I personally think Nationalism is ridiculous and short-sighted. We are all primarily human and only secondarily do we have obligations to our religion or country. Thus, neither should religion or our nationality be used as an excuse to persecute another human, nor should we allow people to hide personal crimes behind a religious or political justification. For example, much of the terrorism in Northern Ireland is now about control of drugs or finances (or juevenile violence), and religion or cultural differences are used as an excuse to justify such crimes. However, economic benefits of the peace process are now making it less economically beneficial on a personal level to be involved with terrorism.

I'd agree with Kant, in that we have a social contract with our government. We give them support (e.g. in war) whilst they provide us with things (police service and structured society). There is no need to feel obligations to one country or one government or another. You vote for who is best for you (including your moral sense) - many politicians in N. Ireland love encouraging sectarian division because it avoids them having to tackle real social problems or making real policies. Whenever someone has a Nationalistic agenda you have to ask yourself i. what are they trying to hide and ii. what are they trying to get you to do.

MikeLogan
11-06-2006, 08:51 AM
I don't see Mr. Kealey actually conveying how Dr. Fehr scientifially answered the question why we have trouble treating fairly with people different from ourselves. I see that he illustrated through his study that we are often not fair in such dealings.

Consequently, we find it hard to keep the peace because, once people have identified with a tribe, they have to be handled over generously by other tribes if they are to feel they are being treated decently. Only big-hearted people can rise to the challenge of being over generous. As Jesus said: "Blessed be the peacemakers, for they shall be called sons of God."

This passage bugs me, and I'd like a link to Fehr's original paper if Kealey's website has one available. I would approach the above by putting the onus on a person to accept being met half way, and not on a person having to be 'over generous'.

The why, as far as I've been able to see it is that we all want to correct. I worship chickens, and therefore do not feed upon them. Much of my childhood is invested in this idea, and therefore a lot of my self image, my ego, my best friend in the world, me, is based on the truth that chicken's are divine.

It's ok to eat Cow's, though.

Now there's this whacky land to the north, across that huge span of water, where they despise chickens, and of all things revere cows.

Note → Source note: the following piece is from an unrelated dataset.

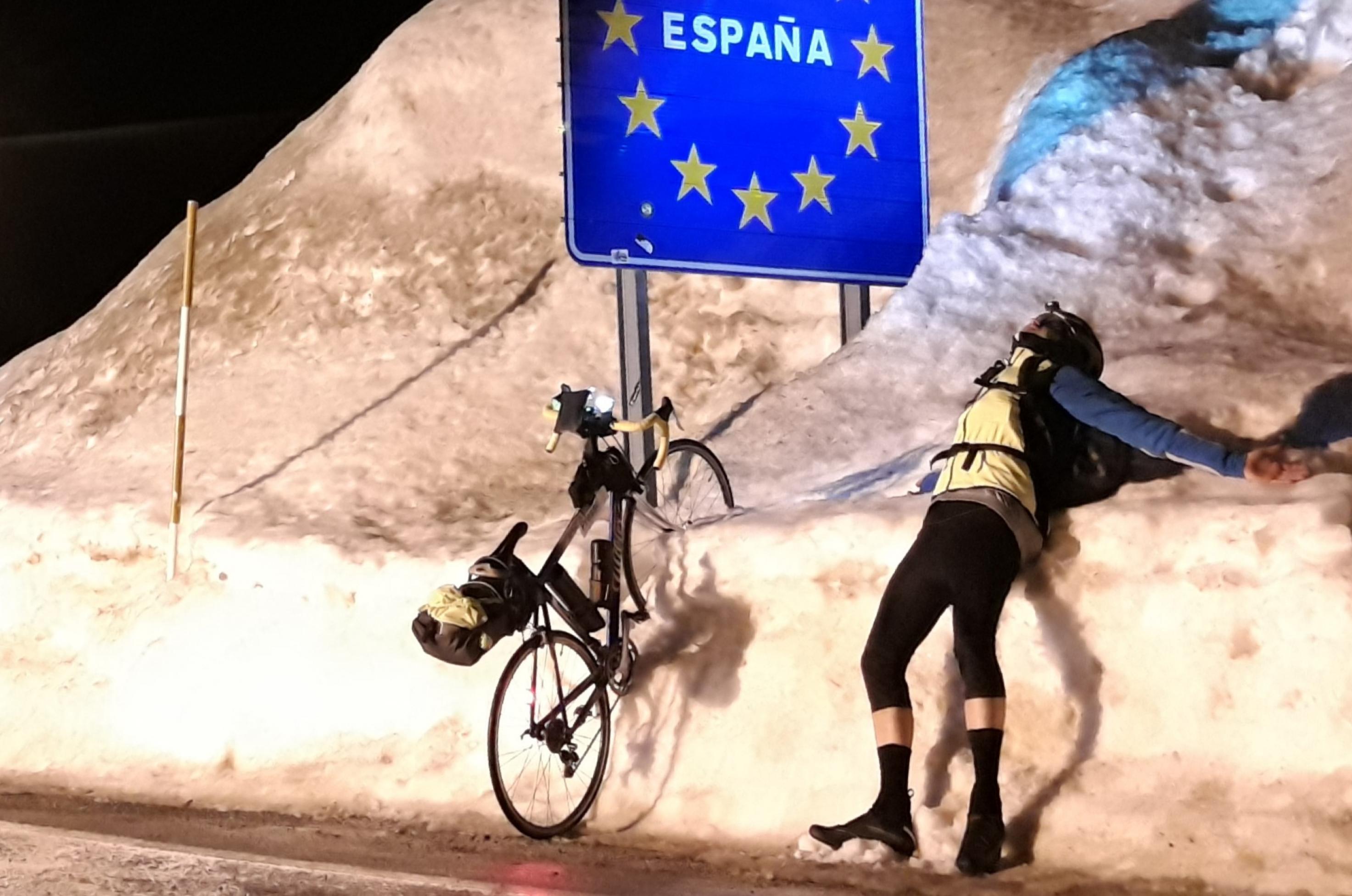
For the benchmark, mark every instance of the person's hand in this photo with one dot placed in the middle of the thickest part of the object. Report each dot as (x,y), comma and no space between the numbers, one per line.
(1274,464)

How wrong can you be, and to think that their lives and dreams are wasted. And the off chance that I and my entire life's self image might be completely and utterly forfeit, and that chickens are bad? Well, that hurts my brain, anyhow, I'm right!

Man, next time I see one of those chicken-haters, I'm gonna short change him a dollar, when I know I owe him 5.


It's entirely from over-investment of your self-image, ego, whatever you want to call it, into some idea as the sole correct idea, and phrased as you would phrase it. I'm not suggesting an absence of truth in the universe, but rather an over abundance of perspective.

From tribesman, up to your favorite stereotypes of both republicans and democrats, to some degree I have a strong hunch (get it?) this is the hinge that our doors swing upon.

michael.

Yann Golanski
11-06-2006, 10:18 AM
Hum, pop-psychological games are fun! No really they are... /sarcasm.

BTW, "non zero sum game" are more closely linked to game theory which has little to do with sociology. It is all mathematics with applications to other fields. It assumes that all players are rational and intelligent. This is not always the case in the world.